Dallas, TX
972-260-9334

Uzziel Bagget and wife, Sarah E. Collins and wife, Emily Munden

From Proud Heritage, Volume III by DCPA. This 352 page hardcover book is available online.

Uzziel Baggett, a widower, and his family took up lands in what is now Dallas County as Peters colonists in 1844. His headright lay within the present limits of the city of Cedar Hill. Uzziel Baggett was born 14 March 1797 in Martin County, North Caro­lina, the son of Allen and Elizabeth (Allen) Baggett. Allen Baggett had been a private in Captain Quinn’s Company, Colonel Shepard’s Regiment of the North Carolina Line during the Revolution. Uzziel Baggett migrated to Walton County, Georgia, sometime be­ fore 13 August 1819, when he was named to a panel from which the first petit jury of Walton County was drawn. Later, he was joined there by his parents and most of his siblings. In Walton County, the Baggetts were neighbors of a family named Collins. Both Uzziel and a brother married Collins daughters.

By the 1830 census, Uzziel and his wife, Sarah “Sally”, had moved to Campbell County, Georgia, and had moved to Marshall County, Alabama by the 1840 census. After the untimely death of Sarah, Uzziel and most of his children moved westward to Texas. His children were: Nancy (married Ashley James), Bethena (married Henry Wyand), Priscilla Ann (married James Billingsley), Seaborn J., Eliza­beth (married Joseph Munden), Milbury Pemetta (married W. Jasper Boyd), Willis R. (married (1) Elizabeth Rhodes, (2) Mary A. Bryson), Allen R. (married Susan Harper), Sarah (married James Robinson), and Sabell (married Alfred Rucker). In Dallas County, Uzziel Baggett patented 640 acres in 1855 and had patented another 640 acre tract in northern Ellis County by 1860. Soon after coming to Dallas County, Uzziel married his second wife, Emily Munden. That marriage was childless.

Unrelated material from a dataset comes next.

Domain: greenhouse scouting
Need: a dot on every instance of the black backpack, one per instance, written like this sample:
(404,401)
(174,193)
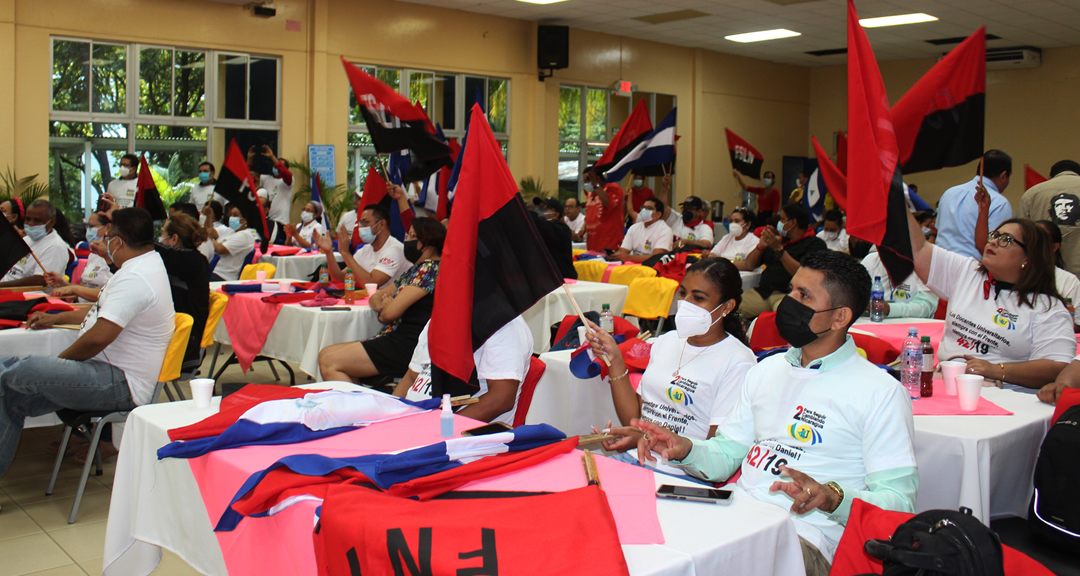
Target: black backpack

Uzziel Baggett apparently prospered in Texas, rais­ing cotton, grain (rye, oats, corn, and wheat), cattle, and hogs. He even pursued apiculture, the inventory of his estate (Ellis County) listing at least 14 bee gums (hives). This inventory reveals a good deal about the lifestyle enjoyed by Uzziel Baggett and his family. At the time of the accounting, his estate included 115 bushels of wheat, 60 bushels of rye, 875 bushels of com, 1,800 bushels of oats, 41 cattle, 17 horses, 615 pounds of bacon, 2,000 pounds of cotton seed and an extensive list of tools, household, and personal items. Other interesting items on the inventory were a buggy, a sleigh, a farm wagon, two clocks, a silver watch, two bells, two kegs of lead (for bullets?), and a powder gourd (presumably the one that his father carried in the American Revolution and that is still in the hands of Uzziel’s descen­dants). According to Hilord Bedford’s Memoirs (1926), Uzziel Baggett’s one-room house in early years was situated near the Dallas-Austin highway and was operated as an inn to accommodate travel­ers on that road.

Uzziel Baggett died on 9 February 1873 and is buried in Waxahachie City Cemetery beside wife Emily (1808-1868).